# Z-Grills



## MNholla (Mar 25, 2020)

Does anyone here have one of these wood pellet grills? I am getting bombed by ads on Facebook for them. Really cheap price point compared with similar rigs from other brands.









						Z Grills® Official Website | Top Rated Pellet Grills
					

Z Grills builds top-quality pellet grills with honest prices. With our 8-in-1 wood pellet grills, you can grill, bake, smoke, roast, sear, and barbecue.




					zgrills.com


----------



## sandyut (Mar 25, 2020)

I read a post somewhere that these are a scam.


----------



## rsopnco1 (Mar 25, 2020)

Amazon has them and plenty of reviews. From what I gathered, no customer support.


----------



## oldsmokerdude (Mar 25, 2020)

They have actually been around for a while, building grills for the likes Traeger and others before they decided to market grills under their own name. Found mainly in big box stores they get okay reviews on Amazon and others. Not a high end grill by any means but if they fit your budget, they should work okay for a while.


----------



## JWFokker (Mar 25, 2020)

As good as any Pit Boss or other budget pellet cooker. Pit Boss has the five year warranty though. I'm sure it'll work fine and they are very cost competitive. Worth it in my opinion as long as you keep it clean and are willing to do minor repairs. Those old style hoppers/controllers are very easy to work on. Usually just the ignitor rod or fan need to be changed out periodically.


----------



## ofelles (Mar 25, 2020)

The Safeway by me had one right next one of the checkout stands for about a month.  
To me that says, "run away, don't walk!"  But that's just me.


----------



## Fueling Around (Mar 25, 2020)

Don't know anything about them except my friend's son has one and loves it.

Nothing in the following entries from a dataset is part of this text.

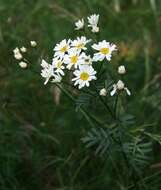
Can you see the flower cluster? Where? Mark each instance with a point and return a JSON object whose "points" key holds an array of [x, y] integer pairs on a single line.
{"points": [[75, 56]]}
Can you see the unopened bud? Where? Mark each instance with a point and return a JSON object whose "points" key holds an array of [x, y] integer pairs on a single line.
{"points": [[33, 43], [18, 56], [120, 85], [23, 65], [121, 69], [103, 92], [23, 49]]}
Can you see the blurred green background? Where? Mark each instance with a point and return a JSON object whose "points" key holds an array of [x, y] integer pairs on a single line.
{"points": [[40, 131]]}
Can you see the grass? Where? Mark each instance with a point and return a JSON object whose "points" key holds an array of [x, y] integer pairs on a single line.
{"points": [[40, 131]]}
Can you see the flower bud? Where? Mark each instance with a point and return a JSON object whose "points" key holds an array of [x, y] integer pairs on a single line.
{"points": [[120, 85], [23, 65], [33, 43], [23, 49], [95, 29], [16, 50], [18, 56], [103, 92], [121, 69]]}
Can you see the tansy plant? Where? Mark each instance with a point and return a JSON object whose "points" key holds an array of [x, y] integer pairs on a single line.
{"points": [[83, 70]]}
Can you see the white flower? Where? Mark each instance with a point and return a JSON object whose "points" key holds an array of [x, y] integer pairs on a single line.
{"points": [[103, 92], [120, 86], [74, 58], [23, 65], [87, 60], [62, 48], [93, 22], [121, 69], [80, 43], [95, 29], [16, 50], [23, 49], [33, 43], [105, 50], [58, 66], [84, 75], [48, 72], [18, 56], [79, 24]]}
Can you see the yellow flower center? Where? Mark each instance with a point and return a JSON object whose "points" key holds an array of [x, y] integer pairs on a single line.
{"points": [[84, 76], [59, 64], [64, 49], [74, 59], [81, 45], [104, 51]]}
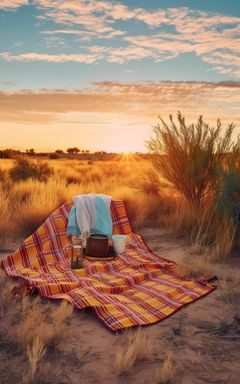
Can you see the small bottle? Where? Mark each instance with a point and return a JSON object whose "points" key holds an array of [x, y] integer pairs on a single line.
{"points": [[77, 253]]}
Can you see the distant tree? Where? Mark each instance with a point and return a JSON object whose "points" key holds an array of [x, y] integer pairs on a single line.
{"points": [[53, 156], [73, 150], [30, 152], [24, 169]]}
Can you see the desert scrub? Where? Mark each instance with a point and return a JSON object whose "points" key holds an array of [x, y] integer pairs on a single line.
{"points": [[40, 330], [166, 374], [188, 156], [25, 169], [137, 348]]}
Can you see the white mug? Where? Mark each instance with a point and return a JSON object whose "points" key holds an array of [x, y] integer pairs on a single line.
{"points": [[119, 243]]}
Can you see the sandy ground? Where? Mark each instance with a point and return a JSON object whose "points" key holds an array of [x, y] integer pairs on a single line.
{"points": [[202, 339]]}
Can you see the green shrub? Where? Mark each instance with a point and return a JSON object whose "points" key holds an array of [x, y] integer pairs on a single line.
{"points": [[24, 169], [188, 156]]}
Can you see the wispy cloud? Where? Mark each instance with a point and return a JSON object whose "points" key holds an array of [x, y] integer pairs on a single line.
{"points": [[142, 101], [51, 58], [12, 4], [211, 36]]}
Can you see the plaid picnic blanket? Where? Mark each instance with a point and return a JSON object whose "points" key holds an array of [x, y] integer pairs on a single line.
{"points": [[137, 288]]}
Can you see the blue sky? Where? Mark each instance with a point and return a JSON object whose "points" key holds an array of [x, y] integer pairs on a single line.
{"points": [[75, 47]]}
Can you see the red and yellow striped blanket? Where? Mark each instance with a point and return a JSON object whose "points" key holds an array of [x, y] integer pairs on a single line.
{"points": [[138, 287]]}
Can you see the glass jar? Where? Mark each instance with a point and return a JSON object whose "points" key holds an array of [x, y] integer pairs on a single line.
{"points": [[76, 253]]}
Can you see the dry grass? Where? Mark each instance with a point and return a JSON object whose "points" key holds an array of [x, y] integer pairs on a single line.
{"points": [[166, 374], [41, 328], [35, 352], [24, 205], [135, 347], [6, 287]]}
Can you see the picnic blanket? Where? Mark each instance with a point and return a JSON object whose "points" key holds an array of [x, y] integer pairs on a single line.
{"points": [[138, 287]]}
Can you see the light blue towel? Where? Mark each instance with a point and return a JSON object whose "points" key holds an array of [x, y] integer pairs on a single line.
{"points": [[103, 218], [103, 222], [72, 228]]}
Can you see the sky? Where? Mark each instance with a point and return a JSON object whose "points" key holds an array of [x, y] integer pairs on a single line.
{"points": [[97, 74]]}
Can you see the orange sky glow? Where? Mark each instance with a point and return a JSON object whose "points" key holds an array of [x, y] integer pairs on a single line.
{"points": [[113, 117]]}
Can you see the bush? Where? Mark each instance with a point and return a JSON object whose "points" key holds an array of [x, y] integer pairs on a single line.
{"points": [[24, 169], [188, 156]]}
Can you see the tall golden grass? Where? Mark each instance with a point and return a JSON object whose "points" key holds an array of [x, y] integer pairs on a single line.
{"points": [[25, 204], [135, 347]]}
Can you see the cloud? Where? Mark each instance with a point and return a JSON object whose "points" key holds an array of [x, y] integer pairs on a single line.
{"points": [[12, 4], [213, 37], [141, 101], [51, 58]]}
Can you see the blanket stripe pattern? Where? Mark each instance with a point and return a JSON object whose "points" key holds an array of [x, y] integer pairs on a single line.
{"points": [[138, 287]]}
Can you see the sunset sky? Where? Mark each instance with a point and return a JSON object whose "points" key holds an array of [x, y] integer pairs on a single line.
{"points": [[96, 74]]}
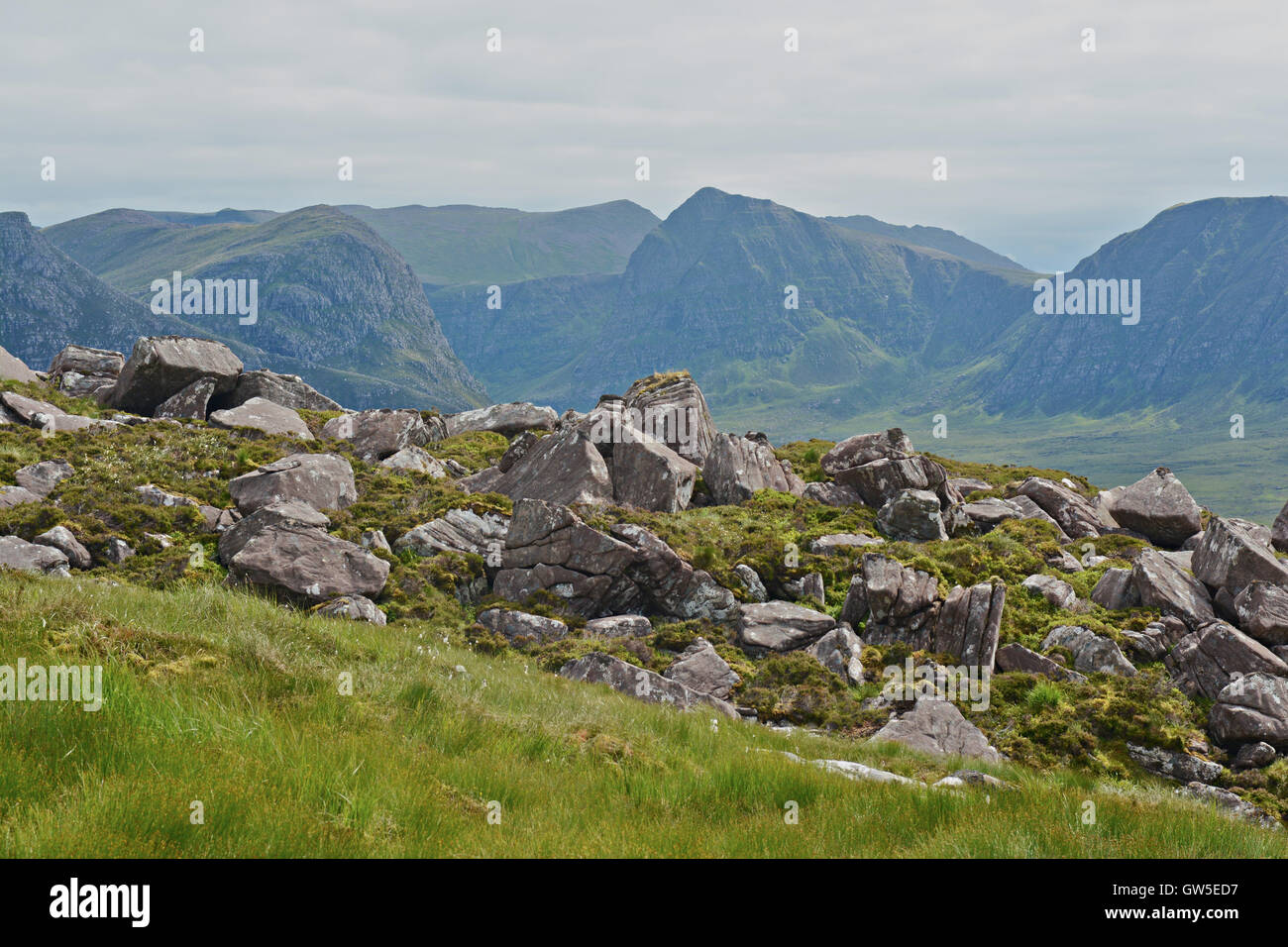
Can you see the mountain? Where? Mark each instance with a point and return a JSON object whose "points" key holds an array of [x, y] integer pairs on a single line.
{"points": [[335, 299], [463, 244], [932, 237], [707, 290]]}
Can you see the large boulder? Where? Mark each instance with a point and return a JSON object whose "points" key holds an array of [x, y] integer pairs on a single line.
{"points": [[1074, 513], [85, 372], [912, 515], [738, 467], [322, 480], [31, 557], [1262, 612], [261, 414], [308, 562], [1164, 585], [700, 669], [288, 390], [673, 410], [1229, 557], [1250, 709], [380, 432], [1157, 506], [938, 728], [502, 419], [1206, 660], [162, 367], [781, 625], [643, 684], [649, 475]]}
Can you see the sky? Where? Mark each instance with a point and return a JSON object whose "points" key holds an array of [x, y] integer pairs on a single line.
{"points": [[1050, 150]]}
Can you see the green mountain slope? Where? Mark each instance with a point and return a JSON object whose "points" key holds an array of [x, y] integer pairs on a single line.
{"points": [[463, 244], [334, 299]]}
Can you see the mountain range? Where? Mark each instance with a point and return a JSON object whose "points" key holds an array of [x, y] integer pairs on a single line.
{"points": [[791, 322]]}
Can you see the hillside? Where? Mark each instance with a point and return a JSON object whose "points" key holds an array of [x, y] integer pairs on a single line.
{"points": [[336, 304], [463, 244]]}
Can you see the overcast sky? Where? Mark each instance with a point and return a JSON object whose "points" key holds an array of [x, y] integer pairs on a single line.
{"points": [[1051, 151]]}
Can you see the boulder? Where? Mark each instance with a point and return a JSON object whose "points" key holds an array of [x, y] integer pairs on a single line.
{"points": [[841, 652], [43, 476], [287, 390], [353, 607], [1054, 590], [643, 684], [416, 459], [1262, 612], [13, 368], [781, 625], [377, 433], [262, 414], [162, 367], [700, 669], [1206, 660], [673, 410], [1157, 506], [738, 467], [1231, 557], [322, 480], [936, 727], [520, 628], [1091, 654], [1164, 585], [619, 626], [85, 372], [308, 562], [31, 557], [188, 402], [1069, 509], [912, 515], [62, 539], [649, 475], [1017, 657], [1250, 709], [459, 531], [502, 419]]}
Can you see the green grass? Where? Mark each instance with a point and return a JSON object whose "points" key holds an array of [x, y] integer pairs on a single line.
{"points": [[227, 698]]}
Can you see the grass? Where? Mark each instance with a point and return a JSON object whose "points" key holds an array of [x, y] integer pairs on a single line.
{"points": [[219, 697]]}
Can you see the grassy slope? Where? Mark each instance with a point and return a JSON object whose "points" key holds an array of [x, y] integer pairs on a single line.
{"points": [[240, 709]]}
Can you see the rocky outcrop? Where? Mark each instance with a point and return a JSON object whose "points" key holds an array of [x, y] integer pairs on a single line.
{"points": [[643, 684], [267, 416], [1157, 506], [162, 367], [322, 480], [380, 432]]}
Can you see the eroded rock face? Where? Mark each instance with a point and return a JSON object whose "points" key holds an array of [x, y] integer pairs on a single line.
{"points": [[1157, 506], [1164, 585], [322, 480], [938, 727], [1074, 513], [1231, 557], [162, 367], [377, 433], [502, 419], [781, 625], [738, 467], [308, 562], [261, 414], [643, 684], [1250, 709], [1206, 660], [700, 669]]}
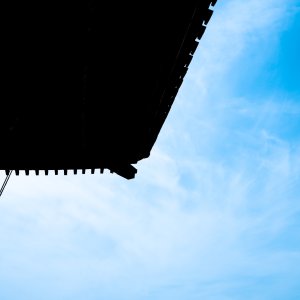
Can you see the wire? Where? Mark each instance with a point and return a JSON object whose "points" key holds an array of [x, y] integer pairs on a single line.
{"points": [[5, 182]]}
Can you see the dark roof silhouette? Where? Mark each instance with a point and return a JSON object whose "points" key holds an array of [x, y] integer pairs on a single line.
{"points": [[89, 85]]}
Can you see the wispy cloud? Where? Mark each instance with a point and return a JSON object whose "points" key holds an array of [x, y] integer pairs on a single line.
{"points": [[213, 213]]}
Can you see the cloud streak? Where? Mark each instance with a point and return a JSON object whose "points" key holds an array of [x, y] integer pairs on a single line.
{"points": [[213, 212]]}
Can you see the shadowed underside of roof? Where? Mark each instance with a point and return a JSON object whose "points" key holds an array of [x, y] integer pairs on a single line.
{"points": [[88, 85]]}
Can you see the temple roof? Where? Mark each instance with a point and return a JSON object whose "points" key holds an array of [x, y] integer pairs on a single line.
{"points": [[88, 85]]}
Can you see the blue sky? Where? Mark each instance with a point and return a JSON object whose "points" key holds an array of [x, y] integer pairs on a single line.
{"points": [[213, 213]]}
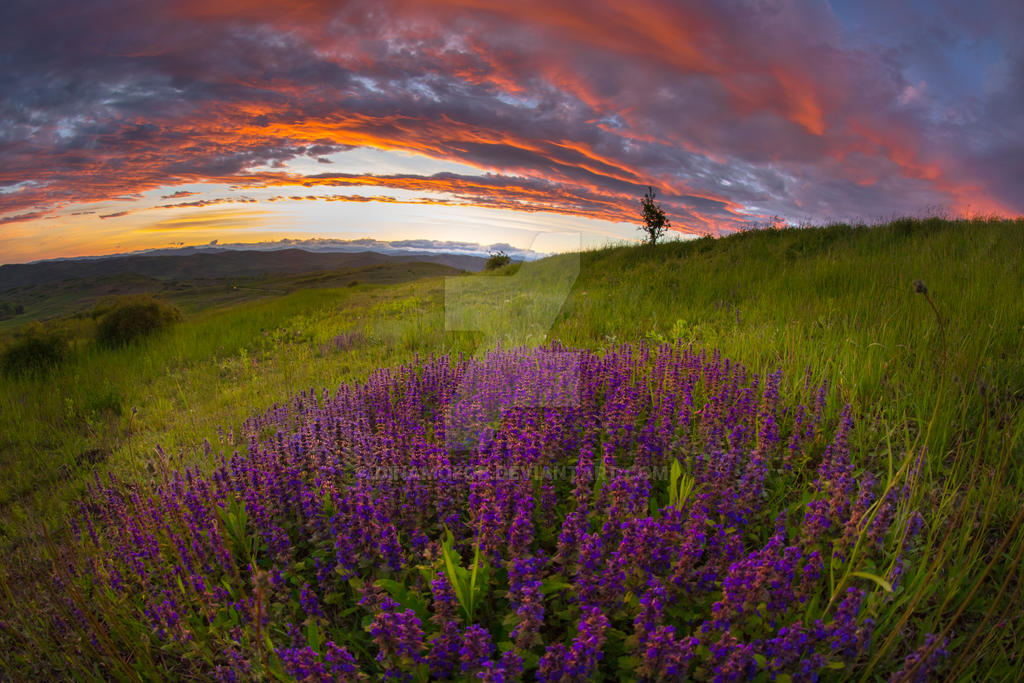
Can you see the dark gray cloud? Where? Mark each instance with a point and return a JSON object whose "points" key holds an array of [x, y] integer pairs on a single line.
{"points": [[782, 108]]}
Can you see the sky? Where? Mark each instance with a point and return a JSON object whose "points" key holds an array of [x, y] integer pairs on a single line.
{"points": [[139, 124]]}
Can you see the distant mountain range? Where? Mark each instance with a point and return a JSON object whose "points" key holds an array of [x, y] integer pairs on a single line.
{"points": [[213, 262]]}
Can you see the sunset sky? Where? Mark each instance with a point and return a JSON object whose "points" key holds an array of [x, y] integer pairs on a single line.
{"points": [[135, 124]]}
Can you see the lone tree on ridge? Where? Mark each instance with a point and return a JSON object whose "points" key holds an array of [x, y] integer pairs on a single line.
{"points": [[654, 220]]}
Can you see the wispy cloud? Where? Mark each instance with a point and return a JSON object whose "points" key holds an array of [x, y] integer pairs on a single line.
{"points": [[221, 219], [729, 110]]}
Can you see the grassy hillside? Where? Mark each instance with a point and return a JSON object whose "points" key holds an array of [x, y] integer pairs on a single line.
{"points": [[197, 289], [919, 326]]}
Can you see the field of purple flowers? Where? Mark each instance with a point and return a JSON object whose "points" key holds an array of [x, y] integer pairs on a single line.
{"points": [[651, 513]]}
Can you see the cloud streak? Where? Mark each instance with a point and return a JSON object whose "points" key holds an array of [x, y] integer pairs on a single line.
{"points": [[731, 111]]}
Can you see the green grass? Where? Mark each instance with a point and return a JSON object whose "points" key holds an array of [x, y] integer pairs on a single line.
{"points": [[836, 304]]}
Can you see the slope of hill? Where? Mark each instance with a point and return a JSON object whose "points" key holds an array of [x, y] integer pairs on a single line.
{"points": [[221, 264]]}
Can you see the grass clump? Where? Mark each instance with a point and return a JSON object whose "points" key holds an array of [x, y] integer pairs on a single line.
{"points": [[37, 348], [133, 317]]}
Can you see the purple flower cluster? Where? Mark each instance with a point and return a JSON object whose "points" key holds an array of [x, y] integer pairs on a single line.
{"points": [[324, 536]]}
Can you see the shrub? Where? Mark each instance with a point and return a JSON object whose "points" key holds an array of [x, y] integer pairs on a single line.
{"points": [[36, 348], [497, 260], [654, 220], [133, 317]]}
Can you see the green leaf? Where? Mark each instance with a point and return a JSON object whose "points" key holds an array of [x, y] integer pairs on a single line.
{"points": [[675, 471], [313, 637], [452, 568], [883, 584], [554, 585]]}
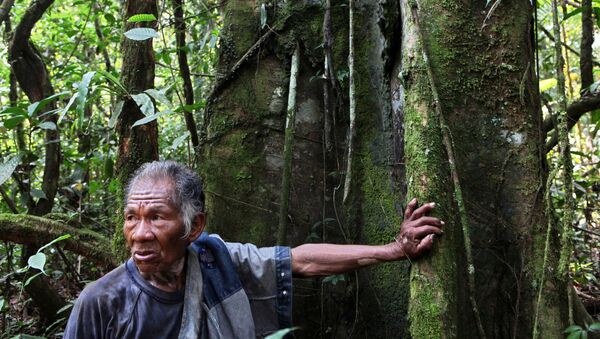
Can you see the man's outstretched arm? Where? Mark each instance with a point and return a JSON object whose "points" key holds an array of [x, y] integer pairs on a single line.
{"points": [[415, 238]]}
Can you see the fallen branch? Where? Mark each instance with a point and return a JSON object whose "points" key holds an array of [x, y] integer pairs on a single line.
{"points": [[32, 230]]}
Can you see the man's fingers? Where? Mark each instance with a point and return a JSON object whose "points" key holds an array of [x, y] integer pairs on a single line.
{"points": [[424, 231], [410, 208], [426, 244], [419, 212], [428, 221]]}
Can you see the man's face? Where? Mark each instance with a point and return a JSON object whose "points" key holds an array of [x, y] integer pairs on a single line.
{"points": [[153, 227]]}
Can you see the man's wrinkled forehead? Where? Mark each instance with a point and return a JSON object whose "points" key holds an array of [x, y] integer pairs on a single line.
{"points": [[151, 190]]}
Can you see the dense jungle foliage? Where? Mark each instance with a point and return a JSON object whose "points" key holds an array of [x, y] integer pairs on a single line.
{"points": [[81, 46]]}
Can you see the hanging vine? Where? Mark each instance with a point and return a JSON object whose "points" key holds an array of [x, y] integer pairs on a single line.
{"points": [[567, 165]]}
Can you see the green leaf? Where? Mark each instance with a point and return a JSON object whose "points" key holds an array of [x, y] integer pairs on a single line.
{"points": [[67, 107], [573, 13], [141, 18], [595, 116], [159, 96], [13, 122], [38, 194], [596, 11], [180, 139], [47, 125], [113, 80], [594, 327], [144, 102], [38, 261], [263, 16], [61, 238], [14, 111], [281, 333], [82, 91], [115, 116], [140, 34], [31, 278], [7, 168], [39, 105], [572, 328], [547, 84]]}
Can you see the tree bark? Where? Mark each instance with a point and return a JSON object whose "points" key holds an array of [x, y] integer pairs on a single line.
{"points": [[587, 40], [486, 93], [137, 145], [184, 72]]}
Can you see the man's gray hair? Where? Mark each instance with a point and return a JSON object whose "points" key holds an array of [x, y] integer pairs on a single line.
{"points": [[187, 194]]}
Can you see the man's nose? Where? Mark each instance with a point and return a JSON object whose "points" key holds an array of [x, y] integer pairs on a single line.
{"points": [[143, 231]]}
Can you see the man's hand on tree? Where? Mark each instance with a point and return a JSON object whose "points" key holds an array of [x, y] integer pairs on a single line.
{"points": [[417, 231]]}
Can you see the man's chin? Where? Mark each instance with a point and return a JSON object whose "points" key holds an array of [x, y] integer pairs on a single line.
{"points": [[145, 267]]}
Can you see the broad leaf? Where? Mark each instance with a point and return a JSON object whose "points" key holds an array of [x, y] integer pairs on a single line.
{"points": [[144, 102], [180, 139], [7, 168], [140, 34], [142, 18], [31, 278], [39, 105], [67, 107], [573, 13], [61, 238], [82, 92], [13, 122], [159, 96], [115, 116], [547, 84], [38, 261], [116, 82], [572, 328], [47, 125], [38, 194], [14, 111]]}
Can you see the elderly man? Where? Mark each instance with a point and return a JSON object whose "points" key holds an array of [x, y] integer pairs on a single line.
{"points": [[181, 282]]}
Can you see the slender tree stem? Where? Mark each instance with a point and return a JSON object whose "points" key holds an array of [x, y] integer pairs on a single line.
{"points": [[184, 72], [567, 165], [352, 98], [288, 147]]}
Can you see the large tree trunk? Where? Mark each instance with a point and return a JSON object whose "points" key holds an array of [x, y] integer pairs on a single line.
{"points": [[139, 144], [461, 113]]}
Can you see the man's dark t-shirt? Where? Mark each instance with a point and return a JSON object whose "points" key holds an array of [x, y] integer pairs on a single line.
{"points": [[148, 311], [246, 292]]}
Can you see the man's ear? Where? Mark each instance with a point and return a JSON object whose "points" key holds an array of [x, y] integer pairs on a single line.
{"points": [[197, 226]]}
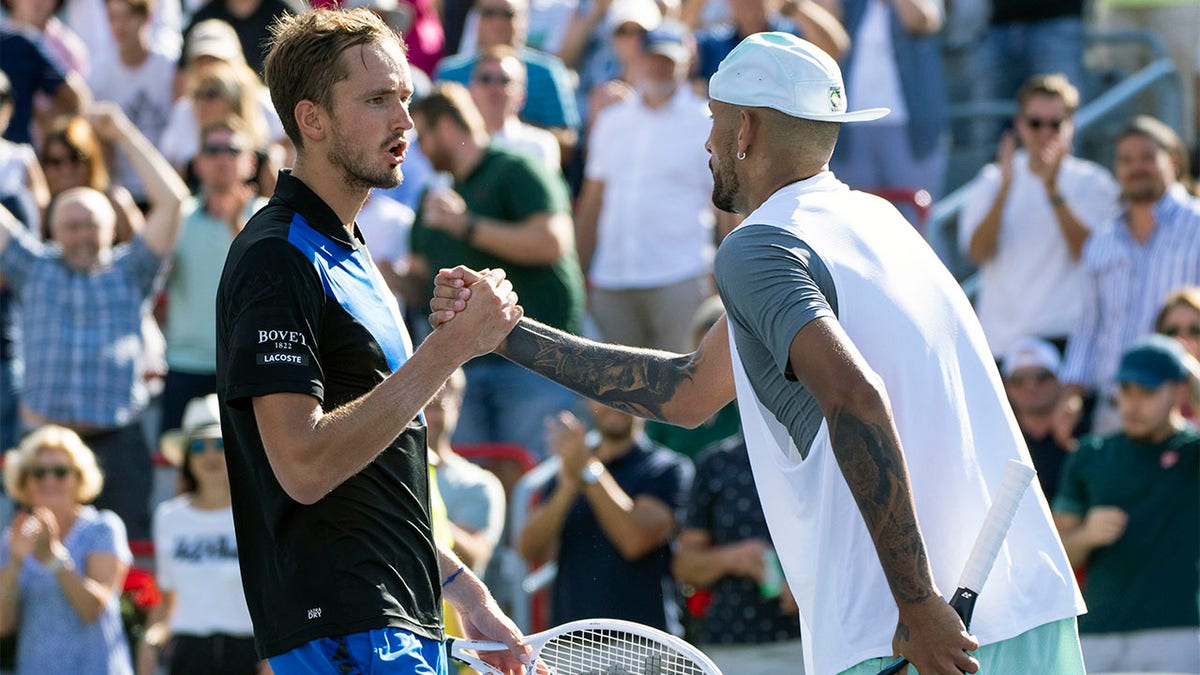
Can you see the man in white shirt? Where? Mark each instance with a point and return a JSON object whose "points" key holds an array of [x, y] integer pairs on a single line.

If you want an entry level pellet pooper, check out the Masterbuilt.
I got one from Sam's Club for under $200 and free shipping.  Did my first smoke on it yesterday and pretty happy with the results.  I had to do some fine tuning with the "smoke"  setting.


----------



## Funnycar (Sep 4, 2022)

sandyut said:


> I read a post somewhere that these are a scam.


They are no scam I have the typhoon 706 and love it. But I'm not new to hot smoking or cold smoking. 
When my z grill dies I'll fix it or by another z grill.


----------



## Funnycar (Sep 5, 2022)

ofelles said:


> The Safeway by me had one right next one of the checkout stands for about a month.
> To me that says, "run away, don't walk!"  But that's just me.


Far from the truth!  I have a z grill typhoon 706. Works better then any grill smoke I've used! Read the story behind z grill smoker!


----------



## VladTheImpaler (Nov 11, 2022)

I picked up a Z-Grillz 7002 for $325 at a Christmas sale in 2018.  The temp controller was DOA.  I emailed the company and they sent me a new controller straight away.  It's simple with no bells or whistles, but I was new to smoking when I got it and didn't know any better.  It does a fine job and for the price I'm happy.


----------



## JCAP (Nov 11, 2022)

I started my pellet journey on a Z grill. Only reason I sold it was because it was a bit small. But it was really nice. There are a few Z-grill Facebook groups with people who swear by them. Customer service was good too. Not a scam at all.


----------